Kein Laut, keine Bewegung, nur die Dunkelheit, die schwer auf meinen Schultern lag.
Mein Blick war wie gefangen auf dem Sargdeckel, auf dem sich der Bluttropfen ausgebreitet hatte wie ein kleiner, pulsierender See.
Dann geschah es.
Ein Ruck, kaum mehr als ein Zittern, und der Deckel bewegte sich.
Meine Taschenlampe zitterte in meiner Hand, als ich das Holz beobachtete, das langsam zur Seite glitt.
Kein Knarren, kein Geräusch, nur eine fließende Bewegung, so leise, dass sie unmöglich sein sollte.
Und dann sah ich ihn.
Zuerst waren es nur die Hände.
Blass, fast durchscheinend, mit schlanken Fingern, die auf der Innenseite des Sargs ruhten, als hätte er nur geschlafen.
Seine Haut schimmerte, als wäre sie aus Marmor, fein geädert und makellos.

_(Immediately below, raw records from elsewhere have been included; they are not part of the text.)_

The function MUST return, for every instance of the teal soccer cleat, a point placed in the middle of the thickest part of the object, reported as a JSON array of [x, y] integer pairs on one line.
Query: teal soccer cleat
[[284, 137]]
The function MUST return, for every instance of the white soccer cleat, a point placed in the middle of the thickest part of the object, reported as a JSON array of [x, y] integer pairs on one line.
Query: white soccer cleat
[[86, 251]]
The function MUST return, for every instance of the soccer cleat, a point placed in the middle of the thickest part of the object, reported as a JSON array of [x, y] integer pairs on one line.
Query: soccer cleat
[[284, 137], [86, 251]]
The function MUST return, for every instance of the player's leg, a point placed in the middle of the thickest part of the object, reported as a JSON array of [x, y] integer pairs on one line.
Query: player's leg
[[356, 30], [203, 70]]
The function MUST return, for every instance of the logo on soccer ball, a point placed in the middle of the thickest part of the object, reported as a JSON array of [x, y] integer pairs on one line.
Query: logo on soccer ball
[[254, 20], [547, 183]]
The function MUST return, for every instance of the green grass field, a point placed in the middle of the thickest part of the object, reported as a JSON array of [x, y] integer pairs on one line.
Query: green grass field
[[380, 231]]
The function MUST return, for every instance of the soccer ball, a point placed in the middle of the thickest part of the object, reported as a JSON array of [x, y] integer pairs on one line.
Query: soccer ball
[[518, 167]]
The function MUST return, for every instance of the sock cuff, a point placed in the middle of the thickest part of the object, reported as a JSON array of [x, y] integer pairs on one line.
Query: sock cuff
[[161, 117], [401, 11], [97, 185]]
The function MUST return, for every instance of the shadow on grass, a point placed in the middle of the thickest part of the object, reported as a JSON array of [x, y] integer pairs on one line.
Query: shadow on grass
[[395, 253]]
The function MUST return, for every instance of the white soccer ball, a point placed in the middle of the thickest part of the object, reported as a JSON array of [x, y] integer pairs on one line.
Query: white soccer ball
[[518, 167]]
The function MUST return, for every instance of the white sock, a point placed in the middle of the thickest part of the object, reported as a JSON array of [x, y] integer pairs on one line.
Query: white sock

Die Nägel waren kurz und sauber, ein Detail, das mich aus irgendeinem Grund verwirrte.
Dann hob sich sein Gesicht ins schwache Licht.
Mein Atem stockte.
Er war schön.
Unfassbar schön.
Seine Züge waren scharf, als hätte ein Künstler sie aus feinstem Marmor gemeißelt, mit einer Präzision, die über menschliches Können hinausging.
Hohe Wangenknochen, ein geradezu perfekter Kiefer, und Lippen, die so weich und voll wirkten, dass ich mich ertappte, wie ich unwillkürlich meine eigenen zusammenpresste.

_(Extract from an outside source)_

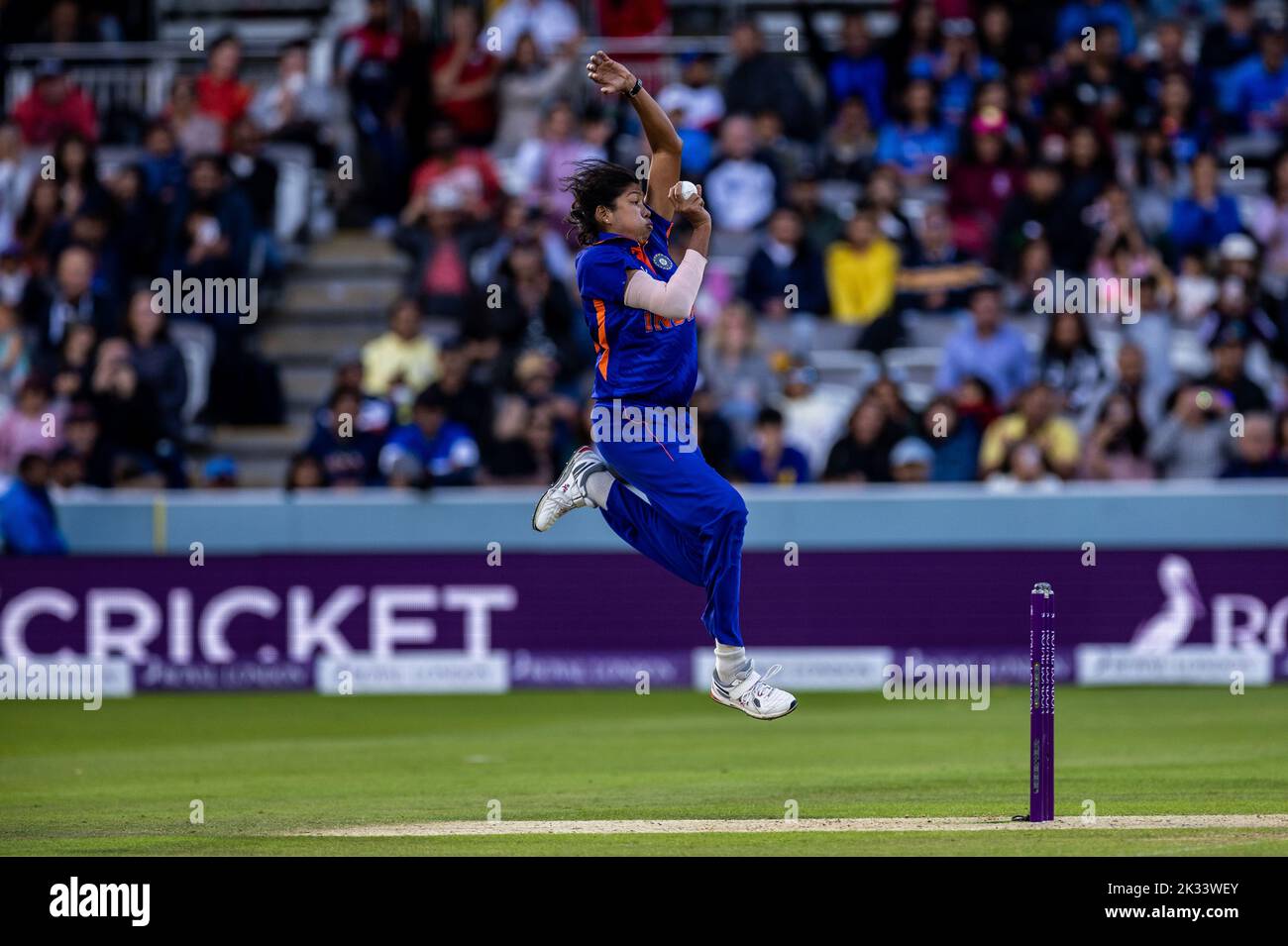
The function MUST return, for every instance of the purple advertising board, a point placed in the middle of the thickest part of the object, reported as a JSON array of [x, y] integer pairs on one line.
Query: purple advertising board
[[576, 619]]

Seine Augen waren geschlossen, die langen, dunklen Wimpern ein scharfer Kontrast zu seiner blassen Haut.
Er sah aus, als wäre er mitten in einem Traum gefangen – und ich war der Eindringling, der ihn geweckt hatte.
Ich trat unwillkürlich näher.
Mein Herz raste, nicht vor Angst, sondern vor einem seltsamen, unerklärlichen Gefühl der Ehrfurcht. Jede Linie, jeder Schatten in seinem Gesicht schien mich anzuziehen.

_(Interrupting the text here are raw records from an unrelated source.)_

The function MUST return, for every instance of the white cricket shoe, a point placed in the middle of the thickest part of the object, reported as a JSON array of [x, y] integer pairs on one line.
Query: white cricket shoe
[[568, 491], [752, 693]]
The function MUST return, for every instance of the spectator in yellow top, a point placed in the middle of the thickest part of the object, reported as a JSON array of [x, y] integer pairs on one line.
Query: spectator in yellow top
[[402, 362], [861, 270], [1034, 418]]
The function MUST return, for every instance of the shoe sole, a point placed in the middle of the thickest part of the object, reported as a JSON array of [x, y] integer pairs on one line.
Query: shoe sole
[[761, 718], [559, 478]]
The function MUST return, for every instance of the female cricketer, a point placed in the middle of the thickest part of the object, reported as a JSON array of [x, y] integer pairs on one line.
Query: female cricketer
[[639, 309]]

Er war kein Mensch, das war klar – aber gleichzeitig wirkte er so lebendig, dass ich es kaum begreifen konnte.
Seine Kleidung war alt, aber nicht zerfallen.
Ein dunkles Hemd, das eng an seinem Oberkörper lag, und ein Mantel aus schwerem Stoff, der ihn fast wie eine Gestalt aus einem anderen Jahrhundert wirken ließ.
Er war Ruhe, Eleganz – und ein Geheimnis, das mich wie ein Sog erfasste.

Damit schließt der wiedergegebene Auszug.